Moins Sujette au Sur-apprentissage que des Modèles Plus Complexes (si régularisée) : Avec la régularisation (comme L1 ou L2, implicite dans scikit-learn via le paramètre C), on peut contrôler la complexité du modèle.
7.2 Inconvénients
Hypothèse de Linéarité : La principale limitation est que la régression logistique suppose que la frontière de décision entre les classes est linéaire dans l’espace des caractéristiques (ou, de manière équivalente, que le log-odds est une fonction linéaire des caractéristiques). Si la relation réelle est fortement non linéaire, la régression logistique ne pourra pas la capturer efficacement.
Performance Limitée sur des Problèmes Complexes : Pour des problèmes avec des frontières de décision complexes, d’autres algorithmes (comme les SVM avec noyaux, les arbres de décision, ou les réseaux de neurones) peuvent offrir de meilleures performances.
Sensibilité à la Multicolinéarité : Si les caractéristiques sont fortement corrélées entre elles, l’interprétation des coefficients individuels peut devenir difficile et les estimations des coefficients peuvent être instables.

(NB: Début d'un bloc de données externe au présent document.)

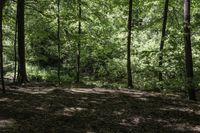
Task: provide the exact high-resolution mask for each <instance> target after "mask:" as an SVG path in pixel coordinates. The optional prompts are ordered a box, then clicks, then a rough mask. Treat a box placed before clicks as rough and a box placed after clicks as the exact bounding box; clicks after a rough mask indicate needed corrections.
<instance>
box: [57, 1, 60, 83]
mask: <svg viewBox="0 0 200 133" xmlns="http://www.w3.org/2000/svg"><path fill="white" fill-rule="evenodd" d="M57 23H58V27H57V45H58V82H59V84H60V69H61V60H60V56H61V53H60V0H57Z"/></svg>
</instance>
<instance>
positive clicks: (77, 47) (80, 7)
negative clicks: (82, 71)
mask: <svg viewBox="0 0 200 133" xmlns="http://www.w3.org/2000/svg"><path fill="white" fill-rule="evenodd" d="M78 10H79V11H78V12H79V13H78V19H79V21H78V34H79V39H78V45H77V68H76V69H77V70H76V82H77V83H79V82H80V53H81V13H82V12H81V0H78Z"/></svg>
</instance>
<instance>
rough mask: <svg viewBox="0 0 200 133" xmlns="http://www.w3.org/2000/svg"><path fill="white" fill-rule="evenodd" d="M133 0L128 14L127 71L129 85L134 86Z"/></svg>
mask: <svg viewBox="0 0 200 133" xmlns="http://www.w3.org/2000/svg"><path fill="white" fill-rule="evenodd" d="M132 8H133V0H129V16H128V43H127V73H128V87H129V88H132V87H133V83H132V70H131V29H132V13H133V9H132Z"/></svg>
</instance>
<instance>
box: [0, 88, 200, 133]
mask: <svg viewBox="0 0 200 133" xmlns="http://www.w3.org/2000/svg"><path fill="white" fill-rule="evenodd" d="M8 89H9V91H8V92H7V94H6V95H3V94H0V132H3V133H4V132H5V133H170V132H171V133H184V132H185V133H190V132H191V133H192V132H194V133H195V132H196V133H198V132H199V133H200V103H199V102H191V101H188V100H183V99H182V98H181V97H180V96H177V95H170V94H168V95H167V94H165V95H164V94H160V93H154V92H143V91H134V90H127V89H120V90H119V89H118V90H111V89H103V88H77V87H55V86H43V85H41V86H40V85H27V86H23V87H14V86H12V87H9V88H8Z"/></svg>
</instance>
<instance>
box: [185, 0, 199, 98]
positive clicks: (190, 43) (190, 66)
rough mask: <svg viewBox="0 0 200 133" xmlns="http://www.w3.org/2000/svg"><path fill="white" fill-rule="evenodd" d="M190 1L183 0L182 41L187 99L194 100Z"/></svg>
mask: <svg viewBox="0 0 200 133" xmlns="http://www.w3.org/2000/svg"><path fill="white" fill-rule="evenodd" d="M190 4H191V1H190V0H184V41H185V64H186V87H187V89H188V94H189V99H190V100H196V94H195V89H194V85H193V77H194V76H193V61H192V46H191V31H190Z"/></svg>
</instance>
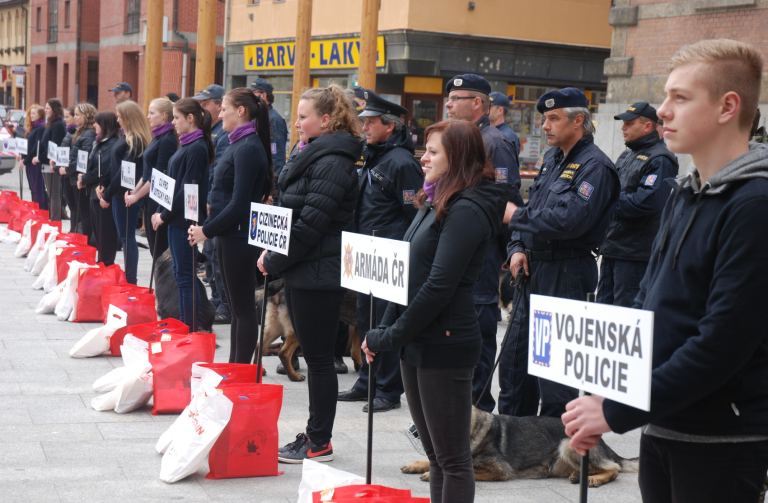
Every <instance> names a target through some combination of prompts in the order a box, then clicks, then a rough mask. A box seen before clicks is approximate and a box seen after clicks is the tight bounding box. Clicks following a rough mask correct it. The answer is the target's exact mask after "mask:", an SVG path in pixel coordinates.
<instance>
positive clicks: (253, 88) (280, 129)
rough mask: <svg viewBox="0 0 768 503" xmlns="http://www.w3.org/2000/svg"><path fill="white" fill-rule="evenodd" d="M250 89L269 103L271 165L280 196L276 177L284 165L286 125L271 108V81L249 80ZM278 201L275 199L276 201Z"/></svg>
mask: <svg viewBox="0 0 768 503" xmlns="http://www.w3.org/2000/svg"><path fill="white" fill-rule="evenodd" d="M250 89H251V91H253V94H255V95H256V96H259V97H260V98H261V99H263V100H264V101H266V102H267V103H269V133H270V136H271V140H272V141H271V142H270V143H271V148H272V166H273V167H274V171H275V190H276V191H277V194H278V198H279V197H280V186H279V185H278V184H277V179H278V178H279V177H280V172H281V171H282V170H283V166H285V143H286V142H287V141H288V126H287V124H286V123H285V119H283V116H282V115H280V113H279V112H278V111H277V110H275V109H274V108H272V103H274V102H275V95H274V94H273V92H274V90H275V88H274V87H273V86H272V83H271V82H270V81H268V80H265V79H255V80H254V81H253V82H251V87H250ZM277 202H278V201H275V203H277Z"/></svg>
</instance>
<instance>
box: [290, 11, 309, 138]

Peut Nécessiter une Préparation des Données : Bien que robuste, la mise à l’échelle des caractéristiques est souvent recommandée, et la création de termes d’interaction ou polynomiaux peut être nécessaire pour capturer certaines non-linéarités (mais cela complexifie le modèle).
8 Conclusion
La régression logistique est un algorithme de classification binaire puissant, efficace et largement utilisé. Sa capacité à fournir des probabilités et l’interprétabilité de ses coefficients en font un outil précieux dans la boîte à outils du data scientist. Bien qu’elle repose sur une hypothèse de linéarité de la frontière de décision, elle constitue souvent une excellente ligne de base pour les problèmes de classification et est un concept fondamental à maîtriser avant de s’aventurer vers des modèles plus complexes.
En comprenant ses mécanismes, de la fonction sigmoïde à l’optimisation par descente de gradient et à l’évaluation de ses performances, vous êtes désormais mieux équipé pour l’appliquer judicieusement à vos propres problèmes de classification.